This piece appeared originally on The Frisky, for my Mirror Mirror column.
Valentine’s Day is supposed to be about love, right? Romance and pink things and flowers, too. It’s supposed to be about couples, but I want to selfishly celebrate by acknowledging a woman who made me love myself a little bit more. So often, I think we’re trying to make ourselves appealing and acceptable to other people. We’re worried about how we look to them, how we come across, if we’re pretty and likable. But once, when I was a kid, I saw a woman who made me think there might be another way to do things, and I’ve never forgotten her.
This is my love letter to a beauty queen.
I was nine. My dad, a Jazz pianist, was playing a gig at a beauty pageant. I don’t know why. But for some reason, he was playing in a little Jazz band at intermission at a local high school beauty pageant. I really wanted to go.

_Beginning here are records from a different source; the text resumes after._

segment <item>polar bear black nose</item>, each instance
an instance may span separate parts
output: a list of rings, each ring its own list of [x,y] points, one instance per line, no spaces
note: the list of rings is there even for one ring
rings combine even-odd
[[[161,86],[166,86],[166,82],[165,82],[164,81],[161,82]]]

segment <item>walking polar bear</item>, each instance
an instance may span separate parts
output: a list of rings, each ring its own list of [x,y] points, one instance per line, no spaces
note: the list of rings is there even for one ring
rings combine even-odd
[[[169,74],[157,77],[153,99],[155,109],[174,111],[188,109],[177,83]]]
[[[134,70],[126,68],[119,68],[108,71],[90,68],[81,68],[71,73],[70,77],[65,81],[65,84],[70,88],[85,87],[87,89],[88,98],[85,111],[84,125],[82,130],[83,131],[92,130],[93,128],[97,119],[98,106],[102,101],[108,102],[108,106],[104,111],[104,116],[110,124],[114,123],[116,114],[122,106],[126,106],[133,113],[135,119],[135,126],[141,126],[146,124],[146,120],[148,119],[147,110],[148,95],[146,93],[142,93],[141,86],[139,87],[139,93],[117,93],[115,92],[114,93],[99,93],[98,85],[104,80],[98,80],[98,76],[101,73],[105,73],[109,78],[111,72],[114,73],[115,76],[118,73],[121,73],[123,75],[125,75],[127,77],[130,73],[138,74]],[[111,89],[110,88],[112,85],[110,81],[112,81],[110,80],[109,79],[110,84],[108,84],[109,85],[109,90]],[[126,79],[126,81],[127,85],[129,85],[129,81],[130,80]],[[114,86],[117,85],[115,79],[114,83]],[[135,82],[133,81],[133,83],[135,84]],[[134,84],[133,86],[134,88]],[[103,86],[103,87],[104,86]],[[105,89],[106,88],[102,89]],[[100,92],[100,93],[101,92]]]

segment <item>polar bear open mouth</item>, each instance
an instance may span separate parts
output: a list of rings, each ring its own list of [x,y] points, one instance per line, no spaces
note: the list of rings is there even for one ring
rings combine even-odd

My mom, who wouldn’t let me have any Barbies because she was concerned about the insidious messages about beauty and femininity they were transmitting to all of us unsuspecting little girls, said I could go, because of the music. She wasn’t thrilled, but my dad swore that he was going to work the melody of the sh’ma, the simple, central Jewish prayer that we were so familiar with from synagogue, into his big solo. He thought that would be really funny. And my brothers and I couldn’t wait to see if we’d spot it. And I couldn’t wait to see the girls in the pageant. What would they be wearing? Would they be very beautiful?